Order, insofar as appealed from, affirmed without costs.
Plaintiff commenced this action to recover $3,537 in first-party no-fault benefits for medical supplies furnished to its assignor. Thereafter, plaintiff moved for summary judgment. In an order entered March 22, 2005, insofar as appealed from, the court below denied plaintiff's motion.
A review of the record indicates that plaintiff established its prima facie entitlement to summary judgment in the principal sum of $1,858.45 by proof that it submitted its $1,023 and $835.45 claims, setting forth the fact and the amounts of the losses sustained, and that payment of no-fault benefits was overdue (see Insurance Law § 5106 [a]; Mary Immaculate Hosp. v Allstate Ins. Co., 5 AD3d 742 [2004]; Amaze Med. Supply v Eagle Ins. Co., 2 Misc 3d 128[A], 2003 NY Slip Op 51701[U] [App Term, 2d & 11th Jud Dists]). Plaintiff established the submission of said claims by annexing to its moving papers defendants' denial of claim forms, dated June 2004, which state that defendants received the $1,023 claim in September 2003, and received plaintiff's $835.45 claim in October 2003. Therefore, having failed to timely pay or deny said claims, defendants are precluded from raising most defenses with respect thereto (see Presbyterian Hosp. in City of N.Y. v Maryland Cas. Co., 90 NY2d 274 [1997]; Melbourne Med., P.C. v Utica Mut. Ins. Co., 4 Misc 3d 92 [App Term, 2d & 11th Jud Dists 2004]). [*2]
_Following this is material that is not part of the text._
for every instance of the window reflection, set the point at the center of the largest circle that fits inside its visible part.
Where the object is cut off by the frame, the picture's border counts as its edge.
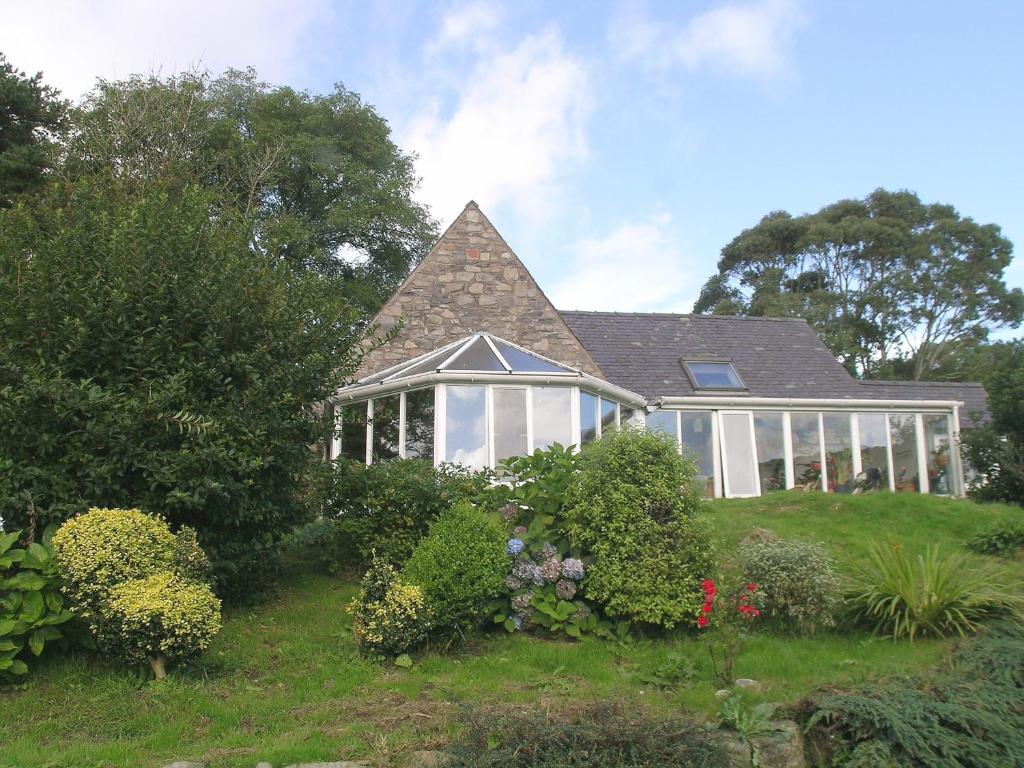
(465, 426)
Plaintiff, however, did not establish its prima facie entitlement to summary judgment as to its $749.35 and $930 claims, since it failed to provide proof that it submitted said claims to defendants. The supporting affidavit by plaintiff's officer merely stated that "proofs of mailings for the billing and documents" sent to defendants "are in my possession." Moreover, plaintiff's attorney's affirmation, based on allegations by a person who had no personal knowledge that the claims were actually mailed to defendants, is of no probative value (see e.g. Melbourne Med., P.C. v Utica Mut. Ins. Co., 4 Misc 3d 92, supra).
Defendants, however, also asserted that "there was a fraudulent scheme in the happening of the accident," a defense that survives preclusion (see Matter of Metro Med. Diagnostics v Eagle Ins. Co., 293 AD2d 751 [2002]). We find that defendants' papers sufficiently demonstrate defendants' "founded belief that the alleged injur[ies] do[ ] not arise out of an insured incident" (Central Gen. Hosp. v Chubb Group of Ins. Cos., 90 NY2d 195, 199 [1997]). Consequently, defendants demonstrated the existence of a triable issue of fact as to whether there was a lack of coverage (see id.; Zuckerman v City of New York, 49 NY2d 557 [1980]), and, thus, the court below properly denied plaintiff's motion for summary judgment.
Pesce, P.J., Weston Patterson and Belen, JJ., concur.